API for detecting feature skew between training and serving examples.
tfdv.DetectFeatureSkew(
identifier_features: List[types.FeatureName],
features_to_ignore: Optional[List[types.FeatureName]] = None,
sample_size: int = 0,
float_round_ndigits: Optional[int] = None,
allow_duplicate_identifiers: bool = False
) -> None
Example:
with beam.Pipeline(runner=...) as p:
training_examples = p | 'ReadTrainingData' >>
beam.io.ReadFromTFRecord(
training_filepaths, coder=beam.coders.ProtoCoder(tf.train.Example))
serving_examples = p | 'ReadServingData' >>
beam.io.ReadFromTFRecord(
serving_filepaths, coder=beam.coders.ProtoCoder(tf.train.Example))
_ = ((training_examples, serving_examples) | 'DetectFeatureSkew' >>
DetectFeatureSkew(identifier_features=['id1'], sample_size=5)
| 'WriteFeatureSkewResultsOutput' >>
tfdv.WriteFeatureSkewResultsToTFRecord(output_path)
| 'WriteFeatureSkwePairsOutput' >>
tfdv.WriteFeatureSkewPairsToTFRecord(output_path))

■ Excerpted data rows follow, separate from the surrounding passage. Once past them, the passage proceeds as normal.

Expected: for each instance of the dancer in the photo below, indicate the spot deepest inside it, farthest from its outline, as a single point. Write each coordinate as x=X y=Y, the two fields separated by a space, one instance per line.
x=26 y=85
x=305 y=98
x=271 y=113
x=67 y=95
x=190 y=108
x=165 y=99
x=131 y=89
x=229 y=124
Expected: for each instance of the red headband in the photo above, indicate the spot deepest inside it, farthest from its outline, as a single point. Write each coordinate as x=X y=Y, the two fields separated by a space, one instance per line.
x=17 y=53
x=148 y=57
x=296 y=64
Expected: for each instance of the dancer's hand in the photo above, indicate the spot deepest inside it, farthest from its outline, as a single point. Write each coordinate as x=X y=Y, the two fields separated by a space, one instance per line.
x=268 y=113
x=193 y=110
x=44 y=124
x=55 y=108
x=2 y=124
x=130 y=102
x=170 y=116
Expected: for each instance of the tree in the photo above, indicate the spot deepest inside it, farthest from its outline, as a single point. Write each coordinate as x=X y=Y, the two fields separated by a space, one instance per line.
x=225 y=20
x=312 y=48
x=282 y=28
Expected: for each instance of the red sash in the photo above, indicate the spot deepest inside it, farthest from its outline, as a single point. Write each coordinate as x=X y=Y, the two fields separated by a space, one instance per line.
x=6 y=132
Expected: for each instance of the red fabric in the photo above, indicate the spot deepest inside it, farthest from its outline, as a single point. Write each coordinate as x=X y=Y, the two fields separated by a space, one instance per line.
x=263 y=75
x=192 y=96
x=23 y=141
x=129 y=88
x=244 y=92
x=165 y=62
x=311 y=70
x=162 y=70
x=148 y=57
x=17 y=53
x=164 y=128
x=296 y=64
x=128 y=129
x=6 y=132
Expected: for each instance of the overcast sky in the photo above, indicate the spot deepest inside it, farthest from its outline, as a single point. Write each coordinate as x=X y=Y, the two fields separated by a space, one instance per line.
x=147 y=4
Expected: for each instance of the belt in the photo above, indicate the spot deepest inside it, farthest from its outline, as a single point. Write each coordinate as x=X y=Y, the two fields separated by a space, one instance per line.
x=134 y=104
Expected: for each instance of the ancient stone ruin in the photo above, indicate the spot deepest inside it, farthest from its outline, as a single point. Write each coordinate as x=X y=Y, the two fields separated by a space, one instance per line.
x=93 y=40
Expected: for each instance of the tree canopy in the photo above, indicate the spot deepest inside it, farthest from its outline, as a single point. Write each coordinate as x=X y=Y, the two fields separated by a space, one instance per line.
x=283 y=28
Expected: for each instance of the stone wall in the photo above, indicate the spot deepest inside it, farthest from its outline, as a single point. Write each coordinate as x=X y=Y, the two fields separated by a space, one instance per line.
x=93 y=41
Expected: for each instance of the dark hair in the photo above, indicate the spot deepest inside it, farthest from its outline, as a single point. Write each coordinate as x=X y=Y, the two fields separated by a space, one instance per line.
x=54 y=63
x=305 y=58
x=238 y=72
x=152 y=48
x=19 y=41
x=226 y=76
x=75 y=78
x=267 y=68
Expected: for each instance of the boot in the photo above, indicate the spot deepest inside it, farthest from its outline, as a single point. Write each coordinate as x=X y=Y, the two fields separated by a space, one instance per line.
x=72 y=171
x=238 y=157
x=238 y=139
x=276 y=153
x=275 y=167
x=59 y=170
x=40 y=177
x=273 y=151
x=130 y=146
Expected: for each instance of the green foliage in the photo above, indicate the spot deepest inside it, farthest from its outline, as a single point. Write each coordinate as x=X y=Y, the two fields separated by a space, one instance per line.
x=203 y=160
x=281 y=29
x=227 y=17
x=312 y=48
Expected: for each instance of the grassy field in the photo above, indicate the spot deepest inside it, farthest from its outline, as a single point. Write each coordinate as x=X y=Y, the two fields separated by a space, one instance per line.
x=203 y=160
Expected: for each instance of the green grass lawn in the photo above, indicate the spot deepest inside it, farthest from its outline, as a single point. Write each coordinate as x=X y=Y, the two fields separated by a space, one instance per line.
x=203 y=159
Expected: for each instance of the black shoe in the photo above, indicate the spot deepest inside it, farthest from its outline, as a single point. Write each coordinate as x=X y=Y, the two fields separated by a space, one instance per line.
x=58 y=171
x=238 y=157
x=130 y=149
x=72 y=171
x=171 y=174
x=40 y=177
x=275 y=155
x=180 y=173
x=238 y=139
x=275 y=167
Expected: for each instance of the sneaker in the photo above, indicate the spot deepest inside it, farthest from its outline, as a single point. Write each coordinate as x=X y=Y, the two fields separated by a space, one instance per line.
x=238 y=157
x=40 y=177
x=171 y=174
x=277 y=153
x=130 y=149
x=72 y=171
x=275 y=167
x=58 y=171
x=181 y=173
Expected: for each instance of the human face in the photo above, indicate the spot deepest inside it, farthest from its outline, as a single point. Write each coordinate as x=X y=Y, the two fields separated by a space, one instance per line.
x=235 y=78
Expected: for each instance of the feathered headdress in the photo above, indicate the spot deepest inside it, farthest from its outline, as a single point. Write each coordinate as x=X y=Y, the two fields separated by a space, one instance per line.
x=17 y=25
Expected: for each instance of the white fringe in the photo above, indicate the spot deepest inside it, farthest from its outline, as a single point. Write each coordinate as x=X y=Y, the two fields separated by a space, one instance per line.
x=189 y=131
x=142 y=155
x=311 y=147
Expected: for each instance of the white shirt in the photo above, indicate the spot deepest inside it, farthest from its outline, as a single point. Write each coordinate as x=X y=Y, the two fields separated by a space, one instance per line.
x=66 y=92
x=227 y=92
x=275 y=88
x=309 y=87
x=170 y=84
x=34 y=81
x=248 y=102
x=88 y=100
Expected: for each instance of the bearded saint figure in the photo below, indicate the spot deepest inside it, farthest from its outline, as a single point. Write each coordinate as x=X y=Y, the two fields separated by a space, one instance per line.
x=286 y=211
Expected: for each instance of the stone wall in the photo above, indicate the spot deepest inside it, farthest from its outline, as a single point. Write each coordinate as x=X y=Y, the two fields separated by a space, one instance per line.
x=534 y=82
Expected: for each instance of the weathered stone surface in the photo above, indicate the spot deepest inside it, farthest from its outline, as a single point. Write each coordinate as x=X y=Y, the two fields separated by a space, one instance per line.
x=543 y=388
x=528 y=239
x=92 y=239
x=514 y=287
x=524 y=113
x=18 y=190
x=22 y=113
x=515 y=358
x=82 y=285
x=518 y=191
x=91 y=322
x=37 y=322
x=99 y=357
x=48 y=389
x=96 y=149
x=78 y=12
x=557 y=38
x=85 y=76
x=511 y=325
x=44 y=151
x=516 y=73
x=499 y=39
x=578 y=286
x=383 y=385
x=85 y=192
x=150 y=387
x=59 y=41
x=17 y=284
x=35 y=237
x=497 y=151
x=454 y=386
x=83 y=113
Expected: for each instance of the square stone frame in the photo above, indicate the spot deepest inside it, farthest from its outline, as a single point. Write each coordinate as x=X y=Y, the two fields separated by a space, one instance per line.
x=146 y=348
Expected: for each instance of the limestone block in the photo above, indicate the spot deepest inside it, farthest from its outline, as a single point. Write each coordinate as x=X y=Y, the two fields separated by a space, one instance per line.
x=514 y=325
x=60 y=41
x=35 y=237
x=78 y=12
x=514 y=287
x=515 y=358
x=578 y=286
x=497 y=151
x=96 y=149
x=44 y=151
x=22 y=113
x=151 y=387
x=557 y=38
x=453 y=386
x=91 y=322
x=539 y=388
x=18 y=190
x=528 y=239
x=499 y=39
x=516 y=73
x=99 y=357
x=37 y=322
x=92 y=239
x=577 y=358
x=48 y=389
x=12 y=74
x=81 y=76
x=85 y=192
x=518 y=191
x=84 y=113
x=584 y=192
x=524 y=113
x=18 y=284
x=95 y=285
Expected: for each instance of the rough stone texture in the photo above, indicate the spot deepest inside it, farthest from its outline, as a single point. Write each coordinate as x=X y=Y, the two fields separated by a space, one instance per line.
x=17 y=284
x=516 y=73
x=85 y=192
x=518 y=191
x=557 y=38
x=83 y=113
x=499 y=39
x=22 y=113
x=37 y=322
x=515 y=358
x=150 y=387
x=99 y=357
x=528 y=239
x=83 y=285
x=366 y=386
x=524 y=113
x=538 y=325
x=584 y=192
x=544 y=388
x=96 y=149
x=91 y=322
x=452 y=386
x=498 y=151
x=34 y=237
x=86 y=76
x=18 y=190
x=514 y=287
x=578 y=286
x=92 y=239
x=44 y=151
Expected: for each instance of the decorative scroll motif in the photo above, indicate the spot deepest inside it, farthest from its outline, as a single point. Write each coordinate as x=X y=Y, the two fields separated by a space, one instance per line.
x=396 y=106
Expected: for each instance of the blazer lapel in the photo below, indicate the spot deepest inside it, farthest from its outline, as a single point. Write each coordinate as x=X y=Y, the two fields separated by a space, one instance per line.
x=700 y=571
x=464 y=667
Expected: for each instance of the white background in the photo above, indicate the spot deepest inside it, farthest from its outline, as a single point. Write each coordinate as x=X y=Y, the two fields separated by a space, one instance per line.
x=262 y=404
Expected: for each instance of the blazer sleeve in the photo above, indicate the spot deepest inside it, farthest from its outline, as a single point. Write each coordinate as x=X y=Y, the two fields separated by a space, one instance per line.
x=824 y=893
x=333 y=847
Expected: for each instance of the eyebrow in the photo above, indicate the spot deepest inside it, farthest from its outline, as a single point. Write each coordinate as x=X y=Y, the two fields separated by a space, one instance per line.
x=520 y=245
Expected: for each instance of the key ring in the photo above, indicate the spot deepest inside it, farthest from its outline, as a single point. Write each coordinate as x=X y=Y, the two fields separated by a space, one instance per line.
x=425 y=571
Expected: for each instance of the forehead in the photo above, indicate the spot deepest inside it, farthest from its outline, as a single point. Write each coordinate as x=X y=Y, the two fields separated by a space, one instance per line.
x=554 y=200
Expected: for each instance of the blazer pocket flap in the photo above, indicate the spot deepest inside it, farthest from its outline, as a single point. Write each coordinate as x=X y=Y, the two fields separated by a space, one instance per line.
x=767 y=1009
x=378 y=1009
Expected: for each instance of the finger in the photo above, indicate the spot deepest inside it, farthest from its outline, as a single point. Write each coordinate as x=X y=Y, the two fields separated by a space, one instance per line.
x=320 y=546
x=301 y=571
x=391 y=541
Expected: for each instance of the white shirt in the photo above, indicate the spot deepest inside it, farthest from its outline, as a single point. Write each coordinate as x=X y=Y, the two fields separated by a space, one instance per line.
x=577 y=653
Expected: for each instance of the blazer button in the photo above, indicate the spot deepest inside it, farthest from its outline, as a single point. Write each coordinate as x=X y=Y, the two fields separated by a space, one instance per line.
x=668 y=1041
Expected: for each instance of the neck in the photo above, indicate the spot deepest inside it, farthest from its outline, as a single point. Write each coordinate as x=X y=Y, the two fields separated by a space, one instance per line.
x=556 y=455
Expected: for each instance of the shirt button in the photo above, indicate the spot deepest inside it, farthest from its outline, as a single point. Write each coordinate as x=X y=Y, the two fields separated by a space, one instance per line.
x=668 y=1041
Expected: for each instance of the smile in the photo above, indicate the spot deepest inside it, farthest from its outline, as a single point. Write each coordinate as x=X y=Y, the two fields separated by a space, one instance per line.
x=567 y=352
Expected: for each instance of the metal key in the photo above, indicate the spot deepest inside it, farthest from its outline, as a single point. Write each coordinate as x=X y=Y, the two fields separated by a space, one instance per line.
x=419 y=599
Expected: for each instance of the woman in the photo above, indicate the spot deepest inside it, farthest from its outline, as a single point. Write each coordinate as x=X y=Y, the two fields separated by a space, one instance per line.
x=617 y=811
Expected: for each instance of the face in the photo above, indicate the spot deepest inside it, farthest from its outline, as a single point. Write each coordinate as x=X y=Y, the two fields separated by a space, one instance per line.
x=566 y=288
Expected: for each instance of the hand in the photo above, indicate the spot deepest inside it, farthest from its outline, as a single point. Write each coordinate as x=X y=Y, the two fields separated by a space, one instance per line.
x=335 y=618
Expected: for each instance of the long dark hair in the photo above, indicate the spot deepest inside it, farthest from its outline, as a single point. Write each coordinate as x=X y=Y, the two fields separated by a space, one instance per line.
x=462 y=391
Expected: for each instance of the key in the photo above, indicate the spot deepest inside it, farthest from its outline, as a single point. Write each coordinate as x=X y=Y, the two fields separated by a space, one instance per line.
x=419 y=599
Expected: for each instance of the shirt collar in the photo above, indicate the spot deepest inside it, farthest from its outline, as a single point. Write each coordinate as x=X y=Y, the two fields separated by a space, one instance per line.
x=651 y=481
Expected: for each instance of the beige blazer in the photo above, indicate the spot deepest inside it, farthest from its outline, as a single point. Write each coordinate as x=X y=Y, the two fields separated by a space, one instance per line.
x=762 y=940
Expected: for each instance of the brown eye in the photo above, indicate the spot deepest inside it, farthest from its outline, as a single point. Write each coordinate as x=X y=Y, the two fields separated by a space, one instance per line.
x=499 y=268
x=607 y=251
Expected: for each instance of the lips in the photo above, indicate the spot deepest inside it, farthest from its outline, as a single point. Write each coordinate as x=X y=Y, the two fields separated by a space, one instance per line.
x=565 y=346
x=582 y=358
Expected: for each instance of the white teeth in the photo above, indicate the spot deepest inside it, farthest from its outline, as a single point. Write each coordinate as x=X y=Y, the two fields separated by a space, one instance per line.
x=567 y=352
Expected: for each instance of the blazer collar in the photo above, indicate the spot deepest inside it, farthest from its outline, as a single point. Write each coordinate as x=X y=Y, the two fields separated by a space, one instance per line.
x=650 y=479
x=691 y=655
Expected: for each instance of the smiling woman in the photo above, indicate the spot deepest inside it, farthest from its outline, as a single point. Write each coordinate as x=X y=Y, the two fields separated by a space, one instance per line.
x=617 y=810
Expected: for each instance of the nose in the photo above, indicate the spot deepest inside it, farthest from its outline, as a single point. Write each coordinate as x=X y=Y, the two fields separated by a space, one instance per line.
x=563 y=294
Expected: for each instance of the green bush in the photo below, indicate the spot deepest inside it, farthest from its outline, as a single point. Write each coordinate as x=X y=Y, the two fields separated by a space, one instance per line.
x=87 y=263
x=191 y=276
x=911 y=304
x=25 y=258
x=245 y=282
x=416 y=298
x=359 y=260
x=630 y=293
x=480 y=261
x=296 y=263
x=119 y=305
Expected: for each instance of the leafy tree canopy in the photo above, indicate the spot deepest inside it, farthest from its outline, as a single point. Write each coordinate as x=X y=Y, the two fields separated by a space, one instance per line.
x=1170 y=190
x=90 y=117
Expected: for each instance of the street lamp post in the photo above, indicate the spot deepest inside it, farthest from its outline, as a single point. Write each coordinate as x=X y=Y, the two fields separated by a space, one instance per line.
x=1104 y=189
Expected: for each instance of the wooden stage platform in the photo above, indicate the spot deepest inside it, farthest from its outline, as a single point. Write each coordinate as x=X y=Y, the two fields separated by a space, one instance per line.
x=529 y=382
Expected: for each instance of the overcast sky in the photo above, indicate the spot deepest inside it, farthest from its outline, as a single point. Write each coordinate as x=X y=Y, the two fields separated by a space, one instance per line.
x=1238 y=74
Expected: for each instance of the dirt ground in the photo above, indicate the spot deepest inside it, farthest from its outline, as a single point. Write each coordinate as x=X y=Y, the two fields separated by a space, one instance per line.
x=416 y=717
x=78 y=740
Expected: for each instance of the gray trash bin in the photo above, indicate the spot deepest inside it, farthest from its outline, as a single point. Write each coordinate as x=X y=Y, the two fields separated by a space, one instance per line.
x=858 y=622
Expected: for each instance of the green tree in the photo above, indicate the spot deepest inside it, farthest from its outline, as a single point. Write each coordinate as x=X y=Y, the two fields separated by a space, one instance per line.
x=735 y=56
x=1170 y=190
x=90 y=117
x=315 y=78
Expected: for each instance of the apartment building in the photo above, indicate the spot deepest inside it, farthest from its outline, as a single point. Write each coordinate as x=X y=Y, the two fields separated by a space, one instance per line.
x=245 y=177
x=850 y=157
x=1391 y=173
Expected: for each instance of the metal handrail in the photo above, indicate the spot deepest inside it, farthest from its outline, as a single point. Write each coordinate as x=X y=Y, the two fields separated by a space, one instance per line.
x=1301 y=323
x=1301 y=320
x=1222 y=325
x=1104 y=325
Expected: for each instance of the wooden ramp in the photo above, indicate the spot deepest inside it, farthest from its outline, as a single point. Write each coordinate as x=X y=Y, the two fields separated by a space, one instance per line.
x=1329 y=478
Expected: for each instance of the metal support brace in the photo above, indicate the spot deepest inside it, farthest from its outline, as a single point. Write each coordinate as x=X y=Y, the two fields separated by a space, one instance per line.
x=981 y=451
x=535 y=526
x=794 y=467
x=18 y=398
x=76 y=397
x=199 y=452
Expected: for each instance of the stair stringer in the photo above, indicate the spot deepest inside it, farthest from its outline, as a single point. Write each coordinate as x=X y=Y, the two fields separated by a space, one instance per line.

See the documentation for DetectFeatureSkewImpl for more detail about feature
skew detection.
Args |
identifier_features
|
Names of features to use as identifiers.
|
features_to_ignore
|
Names of features for which no feature skew detection
is done.
|
sample_size
|
Size of the sample of training-serving example pairs that
exhibit skew to include in the skew results.
|
float_round_ndigits
|
Number of digits precision after the decimal point to
which to round float values before comparing them.
|
allow_duplicate_identifiers
|
If set, skew detection will be done on
examples for which there are duplicate identifier feature values. In
this case, the counts in the FeatureSkew result are based on each
training-serving example pair analyzed. Examples with given identifier
feature values must all fit in memory.
|
Class Variables |
pipeline
|
None
|